Insert Foot Here

I had plans tonight. Plans to binge on take-out Chinese, watch the new season of The Bachelorette, because hello, Jojo is a doll.  Plans to get to bed by 9:30 (yeah right), because I have not been getting nearly enough sleep these days.  But sometimes plans don't always go accordingly... Tonight is one of those times.  So instead of opening my laptop and logging into Hulu, I am opening my laptop to a fresh Word document and spilling my guts.

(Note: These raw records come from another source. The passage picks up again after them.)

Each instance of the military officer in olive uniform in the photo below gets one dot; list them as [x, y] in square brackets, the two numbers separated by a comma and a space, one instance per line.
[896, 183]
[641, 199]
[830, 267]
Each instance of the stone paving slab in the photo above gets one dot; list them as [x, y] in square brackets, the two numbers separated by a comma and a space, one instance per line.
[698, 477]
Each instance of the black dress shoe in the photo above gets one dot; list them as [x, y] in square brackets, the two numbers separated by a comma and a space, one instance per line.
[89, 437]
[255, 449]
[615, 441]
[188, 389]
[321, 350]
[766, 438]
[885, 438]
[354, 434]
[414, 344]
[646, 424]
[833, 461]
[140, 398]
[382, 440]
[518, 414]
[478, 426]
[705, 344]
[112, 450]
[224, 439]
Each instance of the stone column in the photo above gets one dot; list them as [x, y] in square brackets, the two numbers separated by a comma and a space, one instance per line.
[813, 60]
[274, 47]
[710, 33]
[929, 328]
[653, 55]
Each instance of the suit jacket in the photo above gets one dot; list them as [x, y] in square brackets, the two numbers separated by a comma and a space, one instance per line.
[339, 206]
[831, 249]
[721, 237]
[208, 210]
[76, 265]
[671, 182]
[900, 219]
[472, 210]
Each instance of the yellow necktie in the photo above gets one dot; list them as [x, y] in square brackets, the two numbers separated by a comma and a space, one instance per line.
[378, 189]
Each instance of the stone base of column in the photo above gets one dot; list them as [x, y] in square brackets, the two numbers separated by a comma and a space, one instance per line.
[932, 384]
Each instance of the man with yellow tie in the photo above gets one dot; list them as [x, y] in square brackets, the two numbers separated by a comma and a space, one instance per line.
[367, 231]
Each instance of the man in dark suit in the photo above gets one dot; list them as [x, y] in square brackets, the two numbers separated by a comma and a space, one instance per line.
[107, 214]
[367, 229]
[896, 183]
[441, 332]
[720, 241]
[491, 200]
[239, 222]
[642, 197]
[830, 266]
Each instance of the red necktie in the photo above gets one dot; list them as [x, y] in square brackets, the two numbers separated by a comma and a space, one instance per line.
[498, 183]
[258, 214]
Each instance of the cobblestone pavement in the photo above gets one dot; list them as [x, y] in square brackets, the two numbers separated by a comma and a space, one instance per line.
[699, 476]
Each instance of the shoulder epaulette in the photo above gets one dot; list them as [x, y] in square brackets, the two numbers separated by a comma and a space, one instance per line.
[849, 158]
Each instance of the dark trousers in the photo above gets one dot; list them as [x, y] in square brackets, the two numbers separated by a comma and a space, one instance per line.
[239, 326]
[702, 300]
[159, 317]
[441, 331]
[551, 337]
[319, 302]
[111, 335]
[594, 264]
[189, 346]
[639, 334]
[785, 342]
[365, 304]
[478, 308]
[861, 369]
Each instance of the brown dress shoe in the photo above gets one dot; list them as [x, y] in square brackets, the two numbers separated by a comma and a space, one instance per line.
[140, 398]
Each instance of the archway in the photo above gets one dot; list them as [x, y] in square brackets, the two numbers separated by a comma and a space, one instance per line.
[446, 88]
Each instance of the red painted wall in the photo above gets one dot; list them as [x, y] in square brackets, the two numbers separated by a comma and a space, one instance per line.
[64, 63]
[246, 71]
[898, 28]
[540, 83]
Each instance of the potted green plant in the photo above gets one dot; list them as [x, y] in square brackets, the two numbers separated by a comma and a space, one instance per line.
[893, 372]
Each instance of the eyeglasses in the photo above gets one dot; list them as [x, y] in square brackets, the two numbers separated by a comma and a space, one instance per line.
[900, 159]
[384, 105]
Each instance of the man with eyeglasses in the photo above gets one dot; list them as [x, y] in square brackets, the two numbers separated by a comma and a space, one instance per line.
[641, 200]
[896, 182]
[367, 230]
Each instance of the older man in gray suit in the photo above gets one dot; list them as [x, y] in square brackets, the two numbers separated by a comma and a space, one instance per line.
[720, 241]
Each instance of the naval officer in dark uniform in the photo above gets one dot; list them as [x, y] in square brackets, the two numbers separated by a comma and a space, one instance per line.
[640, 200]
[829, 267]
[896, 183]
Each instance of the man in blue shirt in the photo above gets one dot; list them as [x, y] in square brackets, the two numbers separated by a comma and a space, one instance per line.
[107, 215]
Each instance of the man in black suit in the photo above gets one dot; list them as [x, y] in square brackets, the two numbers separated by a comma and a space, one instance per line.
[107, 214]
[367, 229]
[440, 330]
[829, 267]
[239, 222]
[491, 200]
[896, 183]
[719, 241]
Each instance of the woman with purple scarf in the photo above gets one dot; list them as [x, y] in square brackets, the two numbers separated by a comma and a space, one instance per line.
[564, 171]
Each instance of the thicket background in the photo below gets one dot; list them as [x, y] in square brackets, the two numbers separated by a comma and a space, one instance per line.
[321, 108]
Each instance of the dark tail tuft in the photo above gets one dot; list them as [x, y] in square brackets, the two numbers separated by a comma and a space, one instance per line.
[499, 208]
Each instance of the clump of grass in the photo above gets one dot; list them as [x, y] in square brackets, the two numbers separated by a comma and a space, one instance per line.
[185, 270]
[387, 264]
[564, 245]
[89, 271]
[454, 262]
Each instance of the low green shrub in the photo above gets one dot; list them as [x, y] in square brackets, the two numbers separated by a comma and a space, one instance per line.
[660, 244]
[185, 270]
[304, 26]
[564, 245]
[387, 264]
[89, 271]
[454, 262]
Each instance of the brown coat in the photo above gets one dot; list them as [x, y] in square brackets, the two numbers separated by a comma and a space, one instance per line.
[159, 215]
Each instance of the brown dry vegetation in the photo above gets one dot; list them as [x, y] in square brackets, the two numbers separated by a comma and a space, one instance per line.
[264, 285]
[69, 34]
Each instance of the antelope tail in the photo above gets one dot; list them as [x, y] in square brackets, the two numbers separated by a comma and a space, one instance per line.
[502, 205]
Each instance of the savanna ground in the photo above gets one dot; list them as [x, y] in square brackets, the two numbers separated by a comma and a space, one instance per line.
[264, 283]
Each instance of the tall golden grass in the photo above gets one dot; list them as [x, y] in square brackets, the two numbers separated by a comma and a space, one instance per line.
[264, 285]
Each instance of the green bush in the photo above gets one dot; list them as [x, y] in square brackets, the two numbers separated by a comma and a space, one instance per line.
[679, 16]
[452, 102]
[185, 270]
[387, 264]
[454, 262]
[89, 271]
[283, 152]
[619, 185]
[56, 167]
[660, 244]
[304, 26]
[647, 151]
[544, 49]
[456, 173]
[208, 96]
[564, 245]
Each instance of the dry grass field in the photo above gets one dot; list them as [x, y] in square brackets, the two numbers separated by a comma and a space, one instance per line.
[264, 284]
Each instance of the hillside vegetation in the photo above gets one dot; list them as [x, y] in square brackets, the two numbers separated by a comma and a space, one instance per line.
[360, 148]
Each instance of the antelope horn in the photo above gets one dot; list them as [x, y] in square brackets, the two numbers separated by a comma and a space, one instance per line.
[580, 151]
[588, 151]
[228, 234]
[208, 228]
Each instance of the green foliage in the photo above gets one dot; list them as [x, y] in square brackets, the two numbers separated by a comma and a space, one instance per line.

I am a sensitive woman.  It is part of who I am, and this characteristic has many redeeming qualities to it.  But at times, times like tonight, my sensitivity causes me to say things I regret. I didn't mean to get so worked up, I didn't want to be "that friend"... I hate when I am "that friend".  That one who is too emotional, and always has her feels hurt for one reason or another.  I try really hard to not be "that friend".  Because its exhausting to be friends with someone who constantly needs a crutch, validation and complains about the color of the sky.  I know, because it's also exhausting to be that person.  I have this brokenness inside me that constantly needs to be validated. I have this desire to feel accepted and worthy and approved of.

Sometimes, that insecurity and brokenness comes out in the worst of ways.  Sometimes instead of just shutting up and letting things go, I am relentless. I keep picking something up that should be dropped, burned and buried.  That's where, all too often, I open up my fat gab and physically take my foot (the right one to be specific) and shove it so far back into my mouth that I end up gasping for air.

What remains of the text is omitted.